Nursery rhymes can also provide a quick history lesson and therefore connect us to the past and in some cases a nursery rhyme might have dealt with controversial topics and served as a mode of political expression or social commentary with hidden messages. If you dig a little deeper, they reveal shockingly sinister back stories. Gruesome tales of violence, scandal, medieval taxes, religious persecution, unlike our disneyfied modern perceptions; these aren’t exactly the topics that you expect as parent or teacher in poems meant for the nursery. Now, let’s look at some nursery rhymes and get their possible original meaning. Here are some backstories that may have inspired some popular nursery rhymes:

BaaBaaBaa, Baa Black Sheep

Baa, baa black sheep is about the resentment towards the medieval wool tax imposed by King Edward I in England during the thirteenth Century. Under this imposition, a third of the cost of a sack of wool went to King Edward I, another third went to the Church, and the last third went to the farmer. As a result, nothing was left for the poor shepherd boy who lived down the lane.

Humpty Dumpty


Humpty Dumpty depicts the fall of Colchester; it was believed to be a large cannon which was used during the English Civil War (1642 – 1649). At the time Colchester was under siege during the English Civil War and was a town with a castle and several churches protected by the city wall. A soldier named Jack Thompson had to take charge of a cannon nicknamed “Humpty Dumpty” on the walls. A shot from a Parliamentary cannon damaged the wall beneath Humpty Dumpty, which caused the cannon to tumble to the ground. The Royalists, or Cavaliers, “all the King’s men” attempted to raise Humpty Dumpty on to another part of the wall. But because of size and the weight of the cannon, they were unable to lift it back up onto the wall. Or it was shattered after the fall so “All the King´s horses and all the King´s men couldn´t put Humpty Dumpty together again!” Consequently Colchester had no choice but to surrender to Parliament.

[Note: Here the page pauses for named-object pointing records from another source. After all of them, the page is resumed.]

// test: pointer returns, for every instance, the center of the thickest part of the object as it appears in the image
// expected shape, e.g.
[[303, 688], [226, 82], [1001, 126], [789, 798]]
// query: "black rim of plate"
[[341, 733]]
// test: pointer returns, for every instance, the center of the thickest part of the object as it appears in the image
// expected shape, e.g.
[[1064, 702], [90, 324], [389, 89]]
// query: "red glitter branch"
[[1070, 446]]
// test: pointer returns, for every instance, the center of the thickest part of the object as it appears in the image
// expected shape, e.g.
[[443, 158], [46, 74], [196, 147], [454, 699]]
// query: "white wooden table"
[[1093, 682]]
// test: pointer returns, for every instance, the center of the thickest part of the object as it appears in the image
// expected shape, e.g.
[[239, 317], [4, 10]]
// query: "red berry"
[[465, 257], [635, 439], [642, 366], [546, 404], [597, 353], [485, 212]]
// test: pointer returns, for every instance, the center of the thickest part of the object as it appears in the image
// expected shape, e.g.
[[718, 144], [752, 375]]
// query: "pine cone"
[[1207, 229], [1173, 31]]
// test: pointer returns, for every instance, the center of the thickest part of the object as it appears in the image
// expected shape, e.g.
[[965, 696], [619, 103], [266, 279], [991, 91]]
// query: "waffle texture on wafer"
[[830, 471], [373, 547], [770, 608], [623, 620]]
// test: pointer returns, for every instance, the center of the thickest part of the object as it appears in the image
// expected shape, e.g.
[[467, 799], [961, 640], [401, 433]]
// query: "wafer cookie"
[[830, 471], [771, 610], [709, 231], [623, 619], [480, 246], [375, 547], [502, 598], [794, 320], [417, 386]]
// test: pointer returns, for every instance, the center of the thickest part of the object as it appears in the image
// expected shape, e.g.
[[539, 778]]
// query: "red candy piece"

This song is about the Glorious Revolution, the overthrow of the last ruling Stuart king, James II. The baby in Rock-a-bye-baby was allegedly the son of King James II, but rumor has it, he was the child of another man. The king and his wife were unable to have children of their own, a baby was smuggled into their chamber in order to guarantee a Catholic heir. The ‘cradle’ represents the House of Stuart, while the ‘wind’ that rocked the cradle may be the Protestant forces from the Netherlands. Editors of the 1765 print version, Mother Goose´s Melody commented that the lyric ‘may serve as a warning to the proud and ambitious, who climb too high that they generally fall at last’.

Nursery rhymes have been memorable for generations; you will still overhear parents chanting them to their children or children reciting the quirky content. Whether the rhymes take you for a walk down memory lane, serve as time capsules, giving us insights into the past or into English words, or are just for fun, try them!